頑張れ私 ミッション6

 

 人は人か人形か。生は運命か因果か。

 人は動いているのか、動かされているのか。

 人の幸、不幸は予め定められた運命なのか、はたまた、原因によって生じた結果なのか。

 


 私は走った。

 今日も昨日と変わらぬ青い空だ。少し冷えた大地。降り注ぐ朝日が青葉の露を目立たせる。欠伸が出るほどに見慣れた日常の景色である。

 私は走り続けた。

 手足が跳躍する。髪が風を切る。通学路を歩いていた学生らしき男が颯爽と走る私に驚いて道をあける。メガネを掛けた細身の男だ。およそ運動とは無縁の存在だろう。青春を勉学に費やすガリ勉くんといった所か。よく見ておけよガリ勉くん、これが走るということだ。

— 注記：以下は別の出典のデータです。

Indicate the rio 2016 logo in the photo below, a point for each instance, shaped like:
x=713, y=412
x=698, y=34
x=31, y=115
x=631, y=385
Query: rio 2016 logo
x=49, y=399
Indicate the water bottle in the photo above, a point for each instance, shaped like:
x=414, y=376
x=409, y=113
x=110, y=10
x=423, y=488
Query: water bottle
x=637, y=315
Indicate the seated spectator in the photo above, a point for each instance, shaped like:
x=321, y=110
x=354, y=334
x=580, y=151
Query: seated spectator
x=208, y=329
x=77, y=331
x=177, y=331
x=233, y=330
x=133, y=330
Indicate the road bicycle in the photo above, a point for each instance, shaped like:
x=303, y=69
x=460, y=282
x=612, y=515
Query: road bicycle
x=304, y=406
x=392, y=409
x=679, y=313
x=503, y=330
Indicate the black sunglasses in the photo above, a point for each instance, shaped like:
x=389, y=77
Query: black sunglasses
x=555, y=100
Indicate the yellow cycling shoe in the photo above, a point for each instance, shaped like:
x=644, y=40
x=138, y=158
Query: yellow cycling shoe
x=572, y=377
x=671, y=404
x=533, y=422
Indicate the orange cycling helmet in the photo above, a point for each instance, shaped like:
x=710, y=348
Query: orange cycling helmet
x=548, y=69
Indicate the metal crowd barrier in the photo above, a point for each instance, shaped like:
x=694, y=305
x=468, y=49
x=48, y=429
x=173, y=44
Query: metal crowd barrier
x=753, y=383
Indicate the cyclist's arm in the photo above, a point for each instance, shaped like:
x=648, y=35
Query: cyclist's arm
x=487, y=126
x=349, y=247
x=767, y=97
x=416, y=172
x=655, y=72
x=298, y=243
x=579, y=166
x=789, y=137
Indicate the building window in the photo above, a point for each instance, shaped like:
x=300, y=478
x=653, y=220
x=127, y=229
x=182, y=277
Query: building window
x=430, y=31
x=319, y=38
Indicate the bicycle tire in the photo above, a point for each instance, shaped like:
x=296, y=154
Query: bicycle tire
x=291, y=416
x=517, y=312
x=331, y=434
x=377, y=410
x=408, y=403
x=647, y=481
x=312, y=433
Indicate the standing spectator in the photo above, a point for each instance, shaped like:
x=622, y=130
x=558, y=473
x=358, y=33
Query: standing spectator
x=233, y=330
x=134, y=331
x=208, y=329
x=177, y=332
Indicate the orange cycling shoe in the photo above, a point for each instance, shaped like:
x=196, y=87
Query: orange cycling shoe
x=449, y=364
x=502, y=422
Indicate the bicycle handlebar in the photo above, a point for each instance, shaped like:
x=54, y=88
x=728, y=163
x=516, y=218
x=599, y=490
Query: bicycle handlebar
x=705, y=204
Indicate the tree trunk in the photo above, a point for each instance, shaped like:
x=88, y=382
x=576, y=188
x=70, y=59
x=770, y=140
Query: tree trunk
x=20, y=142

 そうして走り続けること数十秒。距離にしておよそ100メートル。常人ならば車を使おうかと思い悩む距離を走り抜けた私の呼吸が微かに乱れ始める。そろそろ良いかな、と立ち止まった私の視界がぐわんと歪んだ。

 マズい、酸欠だ。久しぶりの運動に体がついてこなかったのだ。うう、き、気持ち悪い。吐きそうだ。誰か助けて……。

「君、大丈夫?」

 子鹿のように足を震わせていた私に声を掛けてくれたのは先ほどのガリ勉くんだった。軽い恐怖を覚えた私だったが、彼の制服が同じ学校のものだと気が付いた私は肩の力を抜いた。同じ学校ならば大丈夫だろう。昨日のようなことは起こるまい。

「息を吐いて、ほら、吐き切ればちゃんと吸えるから。吐いて、吸って。吸うよりも吐くことを意識するんだ」

 ガリ勉くんが私の背中を力強く揺する。ガリ勉とは思えない程のエナジーである。やっと吐き気が治まってくると、今度は羞恥という名の目眩が私に襲いかかってきた。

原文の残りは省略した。